In one dramatic scene, LeBron James allegedly led the Lakers and Clippers out of the room, while Miami Heat veteran Udonis Haslem argued the season couldn’t go on without them, according to Charania. The meeting ended “ugly” according to David Aldridge of The Athletic.

To open the moving reunion, the players spoke with the family of Jacob Blake, the man from Kenosha, Wisconsin, who was shot seven times in the back by police on Sunday, according to Keith Pompey of the Philadelphia Inquirer. At the moment, there are no concrete plans to move forward, but at a minimum, it looks like Thursday’s playoff games will be postponed, according to Sports Illustrated’s Chris Mannix.

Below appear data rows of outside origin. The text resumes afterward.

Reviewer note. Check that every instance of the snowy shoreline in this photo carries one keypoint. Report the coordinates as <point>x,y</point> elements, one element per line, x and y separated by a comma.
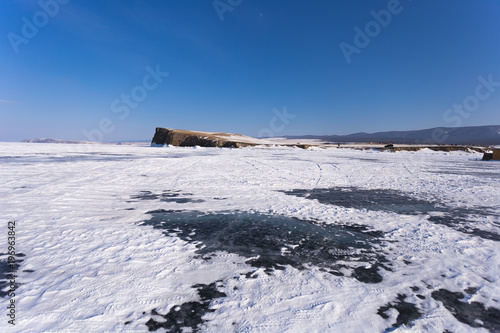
<point>90,265</point>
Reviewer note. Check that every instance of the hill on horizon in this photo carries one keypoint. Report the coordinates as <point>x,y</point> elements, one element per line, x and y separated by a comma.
<point>470,135</point>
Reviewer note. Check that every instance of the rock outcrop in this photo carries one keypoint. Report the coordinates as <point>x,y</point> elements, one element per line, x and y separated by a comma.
<point>183,138</point>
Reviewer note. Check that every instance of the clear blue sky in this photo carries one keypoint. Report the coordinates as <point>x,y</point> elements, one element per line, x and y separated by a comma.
<point>228,75</point>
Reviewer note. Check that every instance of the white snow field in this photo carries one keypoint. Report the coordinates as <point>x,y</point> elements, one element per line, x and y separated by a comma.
<point>263,239</point>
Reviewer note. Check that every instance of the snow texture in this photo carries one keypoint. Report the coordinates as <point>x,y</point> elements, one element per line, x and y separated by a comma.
<point>261,239</point>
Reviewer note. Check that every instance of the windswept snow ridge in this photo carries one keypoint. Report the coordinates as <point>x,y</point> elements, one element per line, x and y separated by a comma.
<point>137,239</point>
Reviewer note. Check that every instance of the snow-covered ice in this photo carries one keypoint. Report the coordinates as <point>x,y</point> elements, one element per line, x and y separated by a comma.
<point>130,238</point>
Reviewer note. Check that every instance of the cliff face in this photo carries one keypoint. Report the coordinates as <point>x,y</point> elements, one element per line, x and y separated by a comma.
<point>184,138</point>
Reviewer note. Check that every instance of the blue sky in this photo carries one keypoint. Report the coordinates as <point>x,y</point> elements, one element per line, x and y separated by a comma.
<point>70,79</point>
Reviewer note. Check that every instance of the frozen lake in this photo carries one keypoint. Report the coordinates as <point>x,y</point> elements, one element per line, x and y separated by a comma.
<point>125,238</point>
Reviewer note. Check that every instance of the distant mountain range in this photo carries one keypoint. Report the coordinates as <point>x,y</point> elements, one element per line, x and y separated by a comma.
<point>473,135</point>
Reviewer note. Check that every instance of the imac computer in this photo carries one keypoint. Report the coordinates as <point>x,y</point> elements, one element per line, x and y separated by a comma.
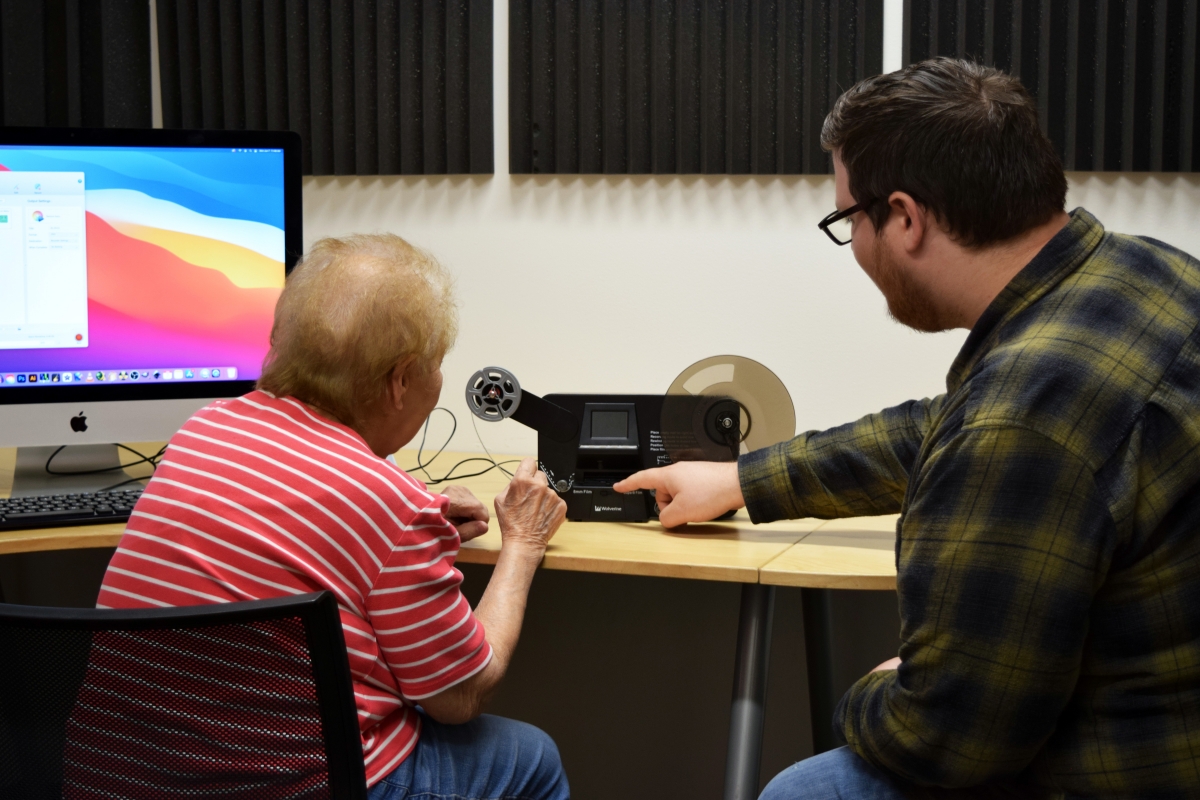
<point>138,278</point>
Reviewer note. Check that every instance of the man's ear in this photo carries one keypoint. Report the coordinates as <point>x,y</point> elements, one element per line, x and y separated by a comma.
<point>911,218</point>
<point>399,382</point>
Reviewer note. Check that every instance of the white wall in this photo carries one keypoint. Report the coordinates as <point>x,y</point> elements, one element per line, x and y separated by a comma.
<point>617,283</point>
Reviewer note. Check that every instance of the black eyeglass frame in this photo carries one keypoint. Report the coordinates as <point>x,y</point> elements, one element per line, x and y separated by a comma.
<point>838,216</point>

Earlier today, in response to Blake’s shooting and the deaths of two protesters from vigilante violence on Tuesday night, the Milwaukee Bucks chose not to speak for Game 5 of their premier playoff series. ride with the Orlando Magic. Shortly after, the rest of the day’s games were postponed. Although players in the league support social media, there has reportedly been frustration over how they have blinded the rest of the league, according to Charania.

The NBA will hold a special Board of Governors meeting on Thursday morning where discussions on continuing the season will continue. Additionally, players will be hosting another meeting at the same time, according to ESPN’s Adrian Wojnarowski.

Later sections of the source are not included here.